Bütün bunların ötesinde dünyada örneği az olan DEM gibi bir partinin bence üstlenmesi gereken görevdir bu aynı zamanda. Sol sosyalist bir tek kişiyi bile dışarda bırakmayan, toparlayıcı; halkı çaresiz bırakmayan bir seçim çalışması, pazarlıklarla elde edilecek her şeyin üstünde kazançlar getirecektir. Toparlayıcı olacağız diye milletvekili seçimlerindeki köylü kurnazlıklarına boyun eğmeyi kastetmiyorum elbet.
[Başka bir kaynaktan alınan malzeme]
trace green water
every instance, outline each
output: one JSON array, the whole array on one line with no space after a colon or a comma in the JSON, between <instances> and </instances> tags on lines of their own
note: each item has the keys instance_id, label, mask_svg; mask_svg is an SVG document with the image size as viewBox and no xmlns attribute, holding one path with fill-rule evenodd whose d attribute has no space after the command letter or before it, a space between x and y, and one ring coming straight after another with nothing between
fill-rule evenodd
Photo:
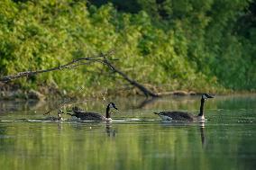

Dersim’de tekrar karşımıza çıkan, EMEP ve TİP’in başını çektiği ve kısa vadeli “kazanç” peşinde, büyük resmi her zaman ıskalayan “sol” grupçuluklara fırsat vermeyecek tavır da bence budur.
Seçimlerin kitlelerde yarattığı tek olumsuzluk, oy vermekle yetinme duygusunu üretmesidir. Daha ötesine ihtiyaç olduğu, örgütlenmeden, bedel ödemeyi göze almadan sandığa bir zarf atarak düzenin çarkının kendilerinden yana döneceği umudunu yaratmasıdır. Hangi iktidar “beni seçerseniz yoksulu daha yoksul yapacağım” diyerek seçim kazandı ki? Ama bunun aksini yapan da olmadı kuşkusuz. Farklı olduğunu söyleyen bir parti için seçim, esas olarak geniş kitlelere ulaşmada, örgütlenmede çok önemli bir fırsat olmalıdır.
Zapatist Subcomandente Moises 8 yıl önce yapılacak seçimler için yaptığı konuşmada şöyle diyor: “…Hükümete geldiklerinde iyi işler yapacaklarını söylüyorlar, ama sistemi değiştirmeyecekleri, yalnızca ufak tefek nahoşlukları ortadan kaldıracakları konusunda açıkça teminat vermeyi de ihmal etmiyorlar. Fakat anlamadıkları bir şey var: Nahoş ve kötü taraflarından arındırılmış bir kapitalizm, zaten artık kapitalizm olmayacaktır.”